Forse in questo momento non siamo chiamati come Maurice a inoltrarci in territori ostili alle nostre convinzioni, ma non per questo non possiamo non chiederci se sia possibile riconoscere la presenza di Dio là dove siamo, se si possa indovinare in ogni persona che incontriamo il desiderio e la necessità di incontrarLo.
Forse attualmente non dobbiamo decidere il nostro stato di vita, magari siamo già passati attraverso la gioia e il tormento di comprendere la nostra vocazione, tuttavia il discernimento di Maurice circa la sua missione affascina, perché ci chiede di ritrovare continuamente anche noi la sua sincerità e profondità.
Pochi altri hanno testimoniato nella storia la capacità di tenere insieme il fascino per l’ideale e la libertà nel concretizzarlo, la stima per il sacrificio e la dedizione della consacrazione e la semplicità nell’accogliere una strada diversa che la realtà dispiegava. È la liberazione, sempre valida e sempre necessaria per ciascuno di noi, da un’idea schematica dell’opera di Dio nelle nostre vicende.
Si tratta di riconoscere se sia possibile vivere da cristiani nel mondo senza esserne estranei, ma senza essere neppure assorbiti o ridotti nella propria novità.
Il desiderio di Blondel di prendere sul serio la propria vita e il proprio destino lo ha portato a riconoscere la dimensione soprannaturale come assolutamente gratuita e assolutamente necessaria per il mondo, necessaria perché non potrebbe aggiungersi dall’esterno come qualcosa di posteriore o superfluo, gratuita perché non potrebbe arrivare a noi se non come un dono.

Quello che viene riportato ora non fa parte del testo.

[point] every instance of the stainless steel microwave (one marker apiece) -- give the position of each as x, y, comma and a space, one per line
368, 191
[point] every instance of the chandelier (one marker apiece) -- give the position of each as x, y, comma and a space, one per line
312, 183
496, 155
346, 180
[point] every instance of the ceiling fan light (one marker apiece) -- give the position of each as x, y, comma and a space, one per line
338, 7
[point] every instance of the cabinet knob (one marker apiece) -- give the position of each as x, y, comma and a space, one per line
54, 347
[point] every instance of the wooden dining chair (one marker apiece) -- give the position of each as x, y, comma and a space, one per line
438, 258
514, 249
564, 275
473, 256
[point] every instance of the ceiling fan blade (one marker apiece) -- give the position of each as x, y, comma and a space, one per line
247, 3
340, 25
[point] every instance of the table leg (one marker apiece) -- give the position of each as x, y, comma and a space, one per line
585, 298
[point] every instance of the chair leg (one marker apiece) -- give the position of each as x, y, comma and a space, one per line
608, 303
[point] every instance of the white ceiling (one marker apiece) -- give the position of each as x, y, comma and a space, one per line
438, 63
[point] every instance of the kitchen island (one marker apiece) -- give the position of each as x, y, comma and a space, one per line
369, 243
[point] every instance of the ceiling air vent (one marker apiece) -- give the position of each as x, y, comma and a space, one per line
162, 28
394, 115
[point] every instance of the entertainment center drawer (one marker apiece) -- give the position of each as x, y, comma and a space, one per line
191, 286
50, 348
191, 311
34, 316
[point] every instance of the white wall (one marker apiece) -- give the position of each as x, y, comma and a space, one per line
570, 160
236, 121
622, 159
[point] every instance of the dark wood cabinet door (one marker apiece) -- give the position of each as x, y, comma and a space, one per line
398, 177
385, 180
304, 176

Diversi anni dopo, Blondel stesso arrivò a descrivere che cosa fosse la santità; pur nel linguaggio impersonale e rigoroso del pensiero, non si può non sentire un’eco della sua vicenda personale: “la dottrina evangelica, per imitare l’eccesso di carità divina, richiede all’uomo un eccesso nella medesima direzione: la sola misura nell’amare Dio, dice san Bernardo, è amarlo senza misura, come per una follia contagiosa. Non si deve credere che l’ideale cristiano sia quello di una virtù borghese o di un tranquillo equilibrio”.
“Sembra più corretto vedere gli eroi della santità incarnare certi tratti particolari, certe iniziative paradossali che provocano la sorpresa, le interpretazioni errate, persino la persecuzione. I santi sembrano così, in un piano provvidenziale, destinati a risvegliare le anime, anche quelle virtuose, per impedire che l’ideale cristiano si banalizzi, si umanizzi degenerando in una sorta di filosofia ideale, alla maniera dei saggi stoici o degli eroi dell’ascesi metafisica. Destinata a far scoppiare la presenza del soprannaturale nel mondo stesso, che è portato a negarla o a relegarla nel passato della storia o della leggenda, la santità giustifica la perpetua dichiarazione di guerra di Cristo al mondo e, per conseguenza, del mondo a Cristo”.